Friday, July 15th, 2011 | posted by mike
The dog days of summer are upon us. It’s hot as heck and not all of us want to slave over a hot stove or grill. Quick, easy, healthful and tasty seafood salads are just perfect this time of year. And luckily, we have all the great seafood and fish on hand to put together a refreshing, simple dish that will be an ideal accompaniment to a glass of wine and a relaxing, sultry summer night.
It can be as easy as flaking some smoked fish over mixed greens with a simple vinaigrette. Poached salmon tossed with a little sour cream, yogurt, dijon mustard, lemon, chopped cucumber and fresh dill is perfect summertime fare.
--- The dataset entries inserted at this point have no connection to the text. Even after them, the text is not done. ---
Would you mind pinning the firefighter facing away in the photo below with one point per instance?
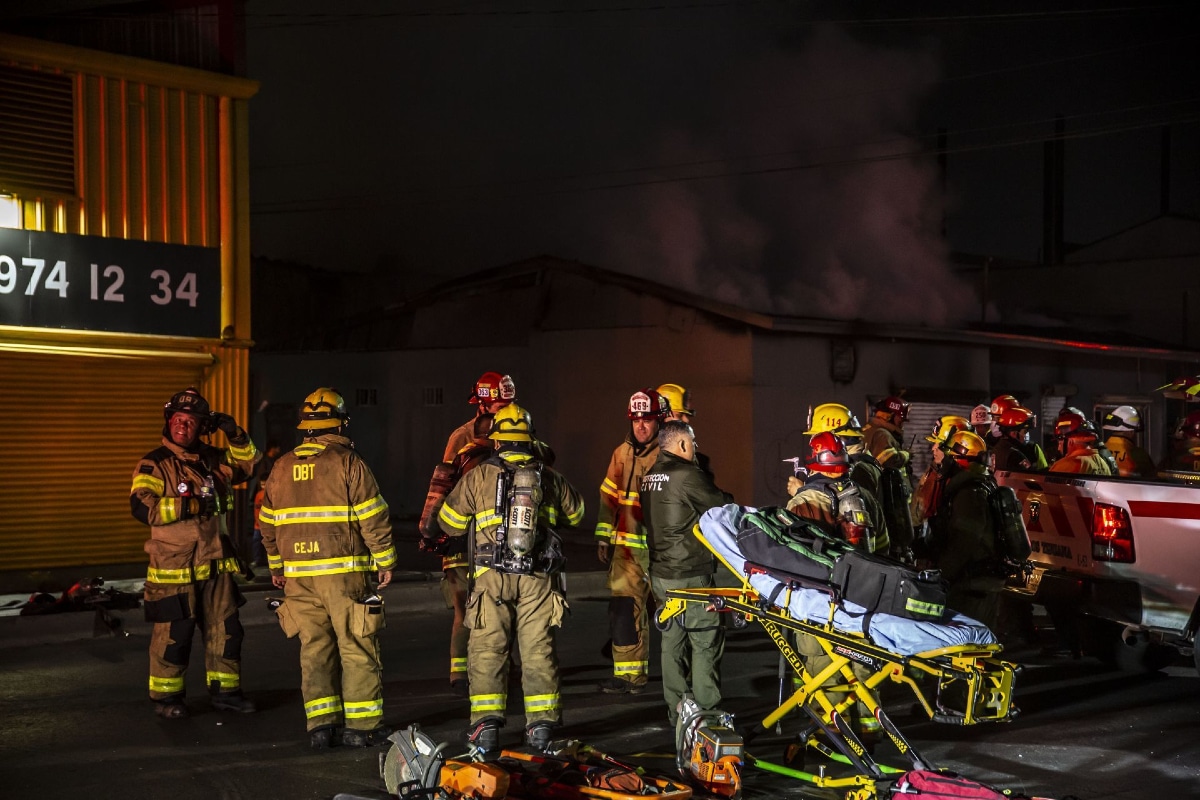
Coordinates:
(467, 446)
(183, 491)
(675, 493)
(622, 543)
(327, 531)
(510, 505)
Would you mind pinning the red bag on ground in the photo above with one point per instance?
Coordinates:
(925, 785)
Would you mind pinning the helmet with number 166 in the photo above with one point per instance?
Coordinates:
(322, 410)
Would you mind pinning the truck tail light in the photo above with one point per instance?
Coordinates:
(1111, 534)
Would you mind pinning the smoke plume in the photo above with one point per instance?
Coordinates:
(815, 209)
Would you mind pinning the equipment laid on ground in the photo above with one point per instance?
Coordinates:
(414, 768)
(708, 750)
(957, 653)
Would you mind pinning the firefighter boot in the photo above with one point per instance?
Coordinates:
(323, 738)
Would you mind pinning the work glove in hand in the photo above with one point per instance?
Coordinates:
(226, 425)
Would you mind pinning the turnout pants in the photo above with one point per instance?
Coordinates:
(340, 667)
(454, 591)
(628, 620)
(514, 608)
(177, 611)
(691, 649)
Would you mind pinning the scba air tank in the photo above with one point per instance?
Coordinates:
(522, 522)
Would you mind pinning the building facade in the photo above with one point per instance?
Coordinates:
(124, 278)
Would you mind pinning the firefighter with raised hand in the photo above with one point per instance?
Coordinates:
(1079, 446)
(675, 493)
(327, 533)
(183, 491)
(928, 494)
(1123, 423)
(964, 533)
(510, 505)
(622, 545)
(466, 447)
(1015, 449)
(831, 500)
(883, 433)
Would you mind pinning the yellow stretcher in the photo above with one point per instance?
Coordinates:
(965, 684)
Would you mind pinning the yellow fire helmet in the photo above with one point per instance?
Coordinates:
(322, 410)
(678, 397)
(835, 419)
(946, 427)
(511, 423)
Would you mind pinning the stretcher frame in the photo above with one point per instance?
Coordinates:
(973, 686)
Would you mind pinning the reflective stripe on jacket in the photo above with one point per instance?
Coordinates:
(183, 551)
(323, 513)
(619, 516)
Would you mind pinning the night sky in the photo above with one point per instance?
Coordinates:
(778, 155)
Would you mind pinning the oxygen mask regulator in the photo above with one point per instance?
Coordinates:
(516, 540)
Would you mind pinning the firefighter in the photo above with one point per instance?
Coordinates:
(883, 433)
(864, 471)
(675, 493)
(831, 500)
(622, 545)
(929, 489)
(184, 491)
(1186, 445)
(1014, 446)
(515, 597)
(963, 531)
(1079, 446)
(981, 420)
(466, 447)
(1123, 423)
(327, 531)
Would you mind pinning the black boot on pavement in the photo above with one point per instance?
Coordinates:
(355, 738)
(323, 738)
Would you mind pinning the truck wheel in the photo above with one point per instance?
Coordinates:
(1137, 654)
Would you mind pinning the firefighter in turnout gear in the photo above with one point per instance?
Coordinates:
(508, 507)
(1079, 446)
(327, 531)
(467, 446)
(886, 487)
(834, 503)
(1014, 449)
(883, 433)
(183, 491)
(1123, 423)
(622, 543)
(675, 493)
(964, 534)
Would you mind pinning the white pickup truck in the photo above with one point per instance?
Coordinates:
(1123, 552)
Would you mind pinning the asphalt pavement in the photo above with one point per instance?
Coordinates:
(77, 722)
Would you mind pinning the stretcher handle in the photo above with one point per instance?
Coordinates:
(793, 581)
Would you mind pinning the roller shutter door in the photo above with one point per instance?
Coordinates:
(72, 428)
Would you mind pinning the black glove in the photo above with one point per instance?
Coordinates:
(438, 545)
(226, 425)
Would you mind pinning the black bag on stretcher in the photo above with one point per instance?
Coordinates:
(886, 587)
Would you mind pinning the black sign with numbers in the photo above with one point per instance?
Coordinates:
(108, 284)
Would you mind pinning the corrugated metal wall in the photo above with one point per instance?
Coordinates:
(150, 140)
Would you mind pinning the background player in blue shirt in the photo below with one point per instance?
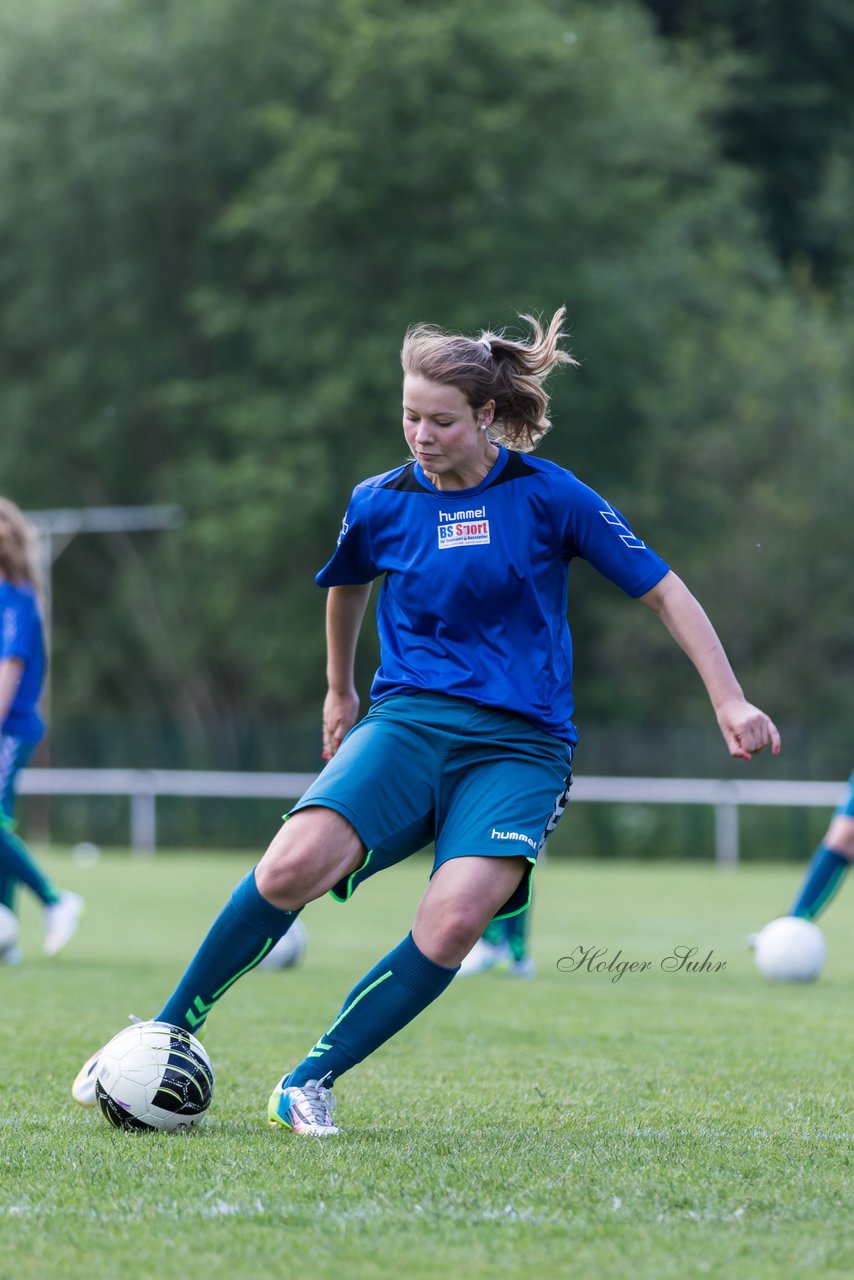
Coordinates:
(469, 740)
(22, 672)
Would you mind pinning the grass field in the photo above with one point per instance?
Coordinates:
(662, 1125)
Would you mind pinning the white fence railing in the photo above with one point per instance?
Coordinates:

Try some boiled shrimp, lobster meat, or crabmeat and just add a touch of mayo, lemon, chopped celery and onion, maybe a little fresh tarragon and a dash of Tabasco, serve on a bed of lettuce or on a roll. Blacken a fillet of bluefish and serve it over a Caesar salad. Squid or octopus salads are always a hit. Simply boil (squid for 2 min.-octopus for 45 min.), cool, make a light oregano vinaigrette and serve with tomatoes and onions. Creating a great vinaigrette is a cinch. All you need is extra virgin olive oil and a good vinegar.
Some of the essentials in our pantry are Thai sweet chili sauce, sriracha sauce, Thai roasted chili paste, Thai red curry paste, Thai fish sauce (nuoc mam), ponzu (a citrus, soy, bonito sauce), Kikkoman ponzu is available at Monahan’s, pickled and fresh ginger, mango chutney, dijon mustard, Tiger sauce and Lizano sauce (from Costa Rica). We use fresh fruits, lemons, oranges, mangos and lots of limes in many vinaigrettes. Curry powder, cumin powder and a good assortment of dried herbs (we buy fresh herbs and chiles as needed). You can go for the sweet and spicy or the tart and tangy. For seafood salads I usually use white or rice wine vinegar.
From there you can get as wild and crazy as you want. Just experiment and have fun with it! If you still don’t feel like cooking, we usually have a few seafood salads ready to take home at the market.